どれだけ経ってか、キャンディスが満足したようにジャスティンを解放した。
「……ほんとに、本物じゃないか」
「はい。ほんとに、本物です」
「あーあ、ほんとは、このまま抱かれたいとこだが」
「は……?」
キャンディスがドレスのスカートを持ちあげる。
(ちょっ、えっ……)
透明化して他人のむつみごとを覗く趣味はない。どうしたものかと思っていると、深い傷痕が刻まれた腹部がさらされた。

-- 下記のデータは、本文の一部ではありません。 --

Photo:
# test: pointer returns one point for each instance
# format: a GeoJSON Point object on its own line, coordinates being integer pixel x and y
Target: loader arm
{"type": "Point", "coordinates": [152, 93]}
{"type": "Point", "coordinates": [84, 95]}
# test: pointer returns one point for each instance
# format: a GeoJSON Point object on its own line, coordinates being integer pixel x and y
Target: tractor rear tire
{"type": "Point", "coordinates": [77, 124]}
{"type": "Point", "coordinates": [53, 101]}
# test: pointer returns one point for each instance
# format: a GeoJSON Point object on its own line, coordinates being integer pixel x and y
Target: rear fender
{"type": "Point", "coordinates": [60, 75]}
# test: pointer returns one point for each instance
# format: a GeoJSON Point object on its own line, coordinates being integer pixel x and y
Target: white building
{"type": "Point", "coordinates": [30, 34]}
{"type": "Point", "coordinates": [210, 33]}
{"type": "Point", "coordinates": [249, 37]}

「見ての通り、キャンディスができない体にしちまった。醜くて触れる気も起きねーだろ?」
「……いえ」
ジャスティンが泣きそうな顔で、そっと指先でキャンディスの傷痕に触れる。
「今日この時まで、あなたの痛みに思いを向けられなかった私を恥じています」
傷跡に優しくキスが落ちる。
「ん……。……遅いんだよ、バカ」
「そうですね」
キャンディスが服を戻してから、ジャスティンに甘えるように身を寄せた。
「キャンディスは……、自分を後継ぎを産む道具だと思って耐えていたんだ。妊娠中はアイツを受け入れる必要もなかったしな。後継ぎを産んだら解放される、そう信じてた」
「……けど、解放されなかった……?」
「ああ。まだ産後の体が戻る前から求められて、死んだ方がいいくらいなつもりで、自分で。

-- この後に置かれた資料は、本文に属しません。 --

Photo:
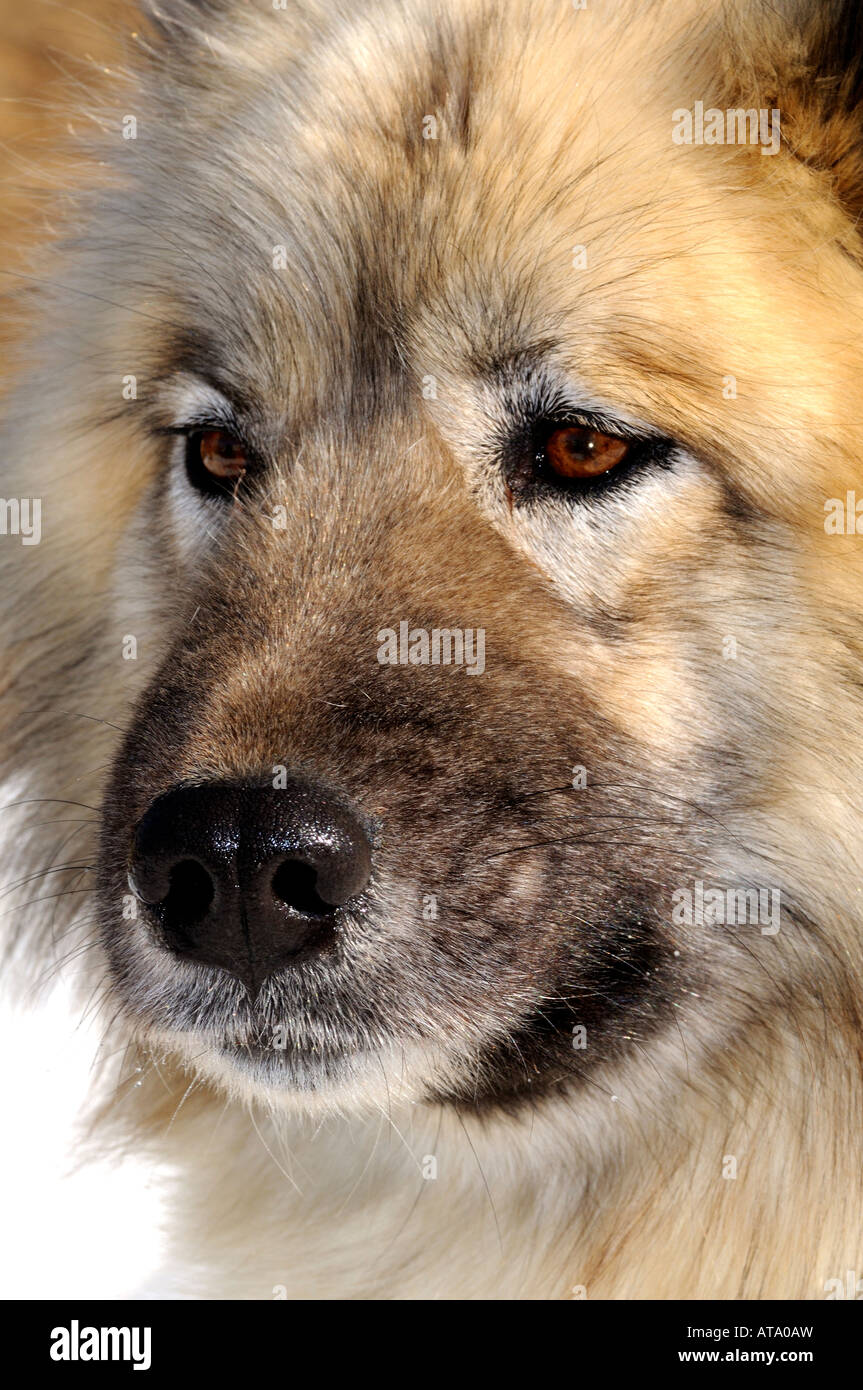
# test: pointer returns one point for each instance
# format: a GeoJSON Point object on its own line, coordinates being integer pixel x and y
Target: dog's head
{"type": "Point", "coordinates": [485, 635]}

よく考えてたと思うぞ? 治療が間に合わないように、アイツが出張中の夜に、部屋の扉を開けられないようにして決行したんだから」
キャンディスはジャスティンのために、生きてドウェインのそばにいることにしたのだと聞いた。
跡継ぎを産むまで、そう思っていたのだろう。
ジャスティンのために生きる。その思いを超えて、耐えられなくなってしまったのかもしれない。
ジャスティンがどこか泣きそうな顔で、そっとキャンディスの頭を撫でる。
「……命だけでも、あってよかったです」
「そうか? オレ様はそうは思わないが」
言いつつ、デビルなキャンディスがジャスティンの手を取って腹部へと運ぶ。
「なあ? ジャスティン。この体はぐちゃぐちゃだ。一生お前とも繋がれない。
しかも、オレ様のような厄介者に、ただのガキのディ、あと他に、文句しか言わないインジュアやら、ばあさんみたいなマムもいる。
お前が知ってるキャンディスは深い眠りの中、いつ出てくるかは誰にもわからない。その上、主人格は死にたがりだ。目を離したらすぐに死のうとする」
ジャスティンの手を頬に移して、軽くすりよせてからじっと見つめる。
「こんな壊れたオモチャに、使い道なんてないだろう?」
「そんなものはいりません」
「だろう……?」
肯定しつつも悲しそうなキャンディスを、ジャスティンが泣きながら力強く抱きしめる。
「使い道、なんて。初めから求めていません」
デビルなキャンディスが大つぶの涙をあふれさせる。すがりつくようにジャスティンに腕を回した。
「……本当にバカだな、お前は」
「そうですね」
バカだと言う声が、優しくて甘い。
泣きながら見つめあってからの口づけは、やっと思いが交わされたように見えた。